Notice of Benefit Determination on Review of an Appeal
The Administrative Committee, or its delegate, will provide the Eligible Employee (or his or her representative) with a written or electronic notice of the determination on review and, if the claim on review is denied:
1.The specific reason or reasons for the denial;
2.The specific Plan provision(s) on which the decision is based;
3.A statement that the Eligible Employee is entitled to receive upon request and free of charge, reasonable access to, and copies of, all documents, records and other information relevant to his or her claim for benefits;
4.If a claim based on disability was denied in reliance upon an internal rule, guideline, protocol or other similar criterion, the internal rule guideline, protocol or other criteria will be described, or the notice will include a statement that no such rule, guideline, protocol or other criteria exists or, if the determination is based on a medical necessity or experimental treatment or similar exclusion or limit, either an explanation of the scientific or clinical judgement for the determination, applying the terms of the plan to the Eligible Employee’s medical circumstances or a statement that such explanation will be provided free of charge upon request; and
5.A statement that the Eligible Employee shall have a right to bring a civil action under Section 502(a) of ERISA following exhaustion of the Plans’ administrative processes and a description of the limitations period discussed below.
Discretionary Authority to Decide Claims and Appeals
The Administrative Committee, or its delegate, shall have full discretionary authority to determine eligibility under the Plan’s terms, to interpret and apply the terms and provisions of the Plans, to resolve discrepancies and ambiguities, and to make final decisions on the appeal by an Eligible Employee of an initial denied claim.
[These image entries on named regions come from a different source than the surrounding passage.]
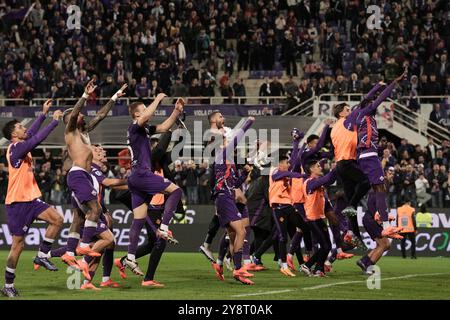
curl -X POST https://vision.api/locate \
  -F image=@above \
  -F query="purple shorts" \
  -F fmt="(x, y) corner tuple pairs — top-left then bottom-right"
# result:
(363, 212), (383, 240)
(215, 194), (242, 228)
(80, 213), (109, 237)
(358, 156), (384, 185)
(67, 167), (98, 209)
(5, 199), (50, 237)
(128, 169), (172, 209)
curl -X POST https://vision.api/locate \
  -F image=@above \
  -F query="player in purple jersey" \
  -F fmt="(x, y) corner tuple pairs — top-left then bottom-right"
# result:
(356, 70), (407, 238)
(61, 79), (127, 269)
(356, 170), (403, 275)
(123, 93), (184, 276)
(212, 117), (255, 284)
(49, 145), (127, 289)
(1, 100), (63, 298)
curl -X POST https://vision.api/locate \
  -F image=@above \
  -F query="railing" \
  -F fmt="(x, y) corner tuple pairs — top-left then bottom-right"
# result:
(388, 98), (450, 141)
(0, 96), (287, 107)
(281, 96), (314, 117)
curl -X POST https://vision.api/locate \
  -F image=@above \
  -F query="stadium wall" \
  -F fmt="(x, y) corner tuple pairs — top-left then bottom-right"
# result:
(0, 205), (450, 257)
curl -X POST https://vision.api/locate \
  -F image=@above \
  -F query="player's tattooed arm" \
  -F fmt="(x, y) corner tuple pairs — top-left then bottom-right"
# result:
(156, 98), (184, 133)
(87, 83), (128, 132)
(65, 79), (97, 134)
(137, 93), (167, 126)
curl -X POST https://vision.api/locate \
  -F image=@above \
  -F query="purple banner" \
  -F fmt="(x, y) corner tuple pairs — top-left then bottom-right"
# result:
(0, 103), (277, 118)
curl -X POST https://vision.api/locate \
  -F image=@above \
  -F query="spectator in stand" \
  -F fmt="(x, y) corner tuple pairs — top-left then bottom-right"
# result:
(331, 75), (348, 99)
(427, 164), (447, 208)
(220, 79), (234, 103)
(415, 173), (431, 207)
(200, 78), (215, 104)
(198, 161), (211, 204)
(233, 78), (247, 104)
(236, 33), (250, 72)
(189, 78), (202, 104)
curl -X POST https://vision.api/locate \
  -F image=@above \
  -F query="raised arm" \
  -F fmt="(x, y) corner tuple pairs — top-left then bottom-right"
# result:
(289, 128), (305, 171)
(87, 84), (127, 132)
(364, 81), (383, 100)
(152, 131), (172, 163)
(359, 81), (397, 119)
(225, 117), (255, 155)
(304, 122), (330, 156)
(272, 170), (305, 181)
(306, 169), (337, 194)
(11, 110), (62, 166)
(156, 98), (184, 133)
(27, 99), (53, 138)
(137, 93), (167, 127)
(291, 143), (306, 172)
(65, 79), (97, 134)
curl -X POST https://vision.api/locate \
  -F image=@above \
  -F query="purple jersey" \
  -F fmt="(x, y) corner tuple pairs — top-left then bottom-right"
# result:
(91, 163), (107, 212)
(356, 81), (395, 156)
(127, 120), (156, 170)
(213, 120), (252, 197)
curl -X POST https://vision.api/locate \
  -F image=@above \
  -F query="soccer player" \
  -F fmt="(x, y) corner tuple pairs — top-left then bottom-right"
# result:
(49, 145), (127, 289)
(356, 171), (404, 275)
(199, 111), (226, 263)
(213, 117), (255, 285)
(269, 156), (302, 277)
(356, 70), (407, 239)
(115, 130), (184, 288)
(397, 201), (417, 259)
(300, 160), (338, 277)
(2, 100), (63, 298)
(123, 93), (184, 276)
(61, 79), (127, 270)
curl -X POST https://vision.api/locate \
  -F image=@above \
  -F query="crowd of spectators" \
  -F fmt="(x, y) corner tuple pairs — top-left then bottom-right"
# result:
(0, 137), (450, 208)
(0, 0), (450, 109)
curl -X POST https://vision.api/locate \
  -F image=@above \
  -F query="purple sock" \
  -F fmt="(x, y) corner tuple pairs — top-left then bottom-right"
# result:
(50, 246), (70, 257)
(39, 238), (55, 253)
(145, 216), (158, 233)
(103, 249), (114, 277)
(361, 255), (373, 269)
(233, 248), (242, 270)
(289, 231), (302, 255)
(162, 188), (183, 225)
(67, 235), (80, 254)
(217, 234), (230, 261)
(242, 226), (251, 260)
(328, 249), (337, 263)
(83, 256), (94, 264)
(5, 268), (16, 284)
(81, 220), (97, 243)
(128, 219), (145, 255)
(375, 192), (389, 222)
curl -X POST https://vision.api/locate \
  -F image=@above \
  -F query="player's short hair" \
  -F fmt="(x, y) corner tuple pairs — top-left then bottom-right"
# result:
(333, 102), (348, 119)
(2, 119), (20, 140)
(305, 159), (319, 174)
(63, 108), (73, 124)
(208, 110), (220, 123)
(306, 134), (319, 144)
(128, 101), (142, 119)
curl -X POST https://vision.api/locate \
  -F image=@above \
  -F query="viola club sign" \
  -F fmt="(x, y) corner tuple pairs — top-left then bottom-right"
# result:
(0, 205), (450, 257)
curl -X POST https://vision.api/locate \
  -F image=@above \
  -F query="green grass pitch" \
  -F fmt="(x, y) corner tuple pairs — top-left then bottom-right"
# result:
(0, 251), (450, 300)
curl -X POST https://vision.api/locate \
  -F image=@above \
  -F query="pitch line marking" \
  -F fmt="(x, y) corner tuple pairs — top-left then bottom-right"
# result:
(232, 289), (296, 298)
(232, 273), (450, 298)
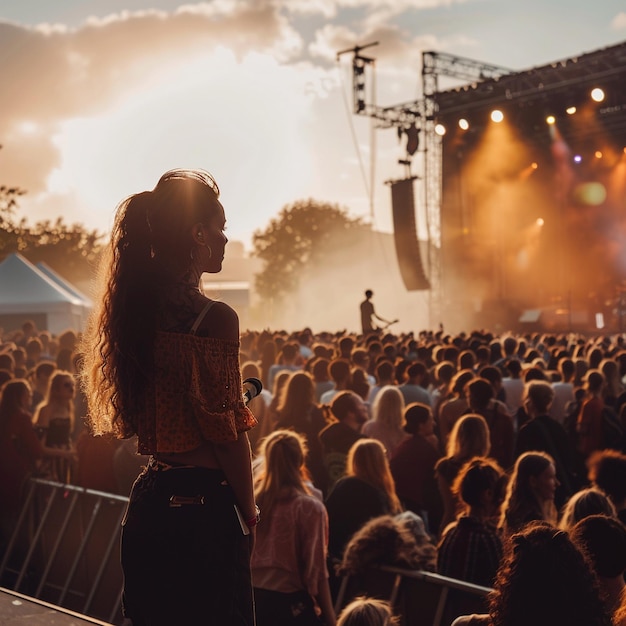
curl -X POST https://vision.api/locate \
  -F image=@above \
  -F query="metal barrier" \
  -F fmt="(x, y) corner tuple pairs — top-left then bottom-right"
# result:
(0, 479), (128, 625)
(335, 566), (491, 626)
(0, 479), (491, 626)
Subject to Compensation Committee, the Administrative Committee’s, or its delegate’s, decision will be final and binding on all parties.
Right to File a Lawsuit Under ERISA
In the event an Eligible Employee’s appeal under a Plan is denied by the Administrative Committee, or its delegate, he or she shall have the right to file a lawsuit under ERISA Section 502(a). Any such lawsuit must be filed within 12 months of the appeal having been denied. Any lawsuit filed shall be governed by ERISA, or to the extent not preempted, the laws of the State of Delaware.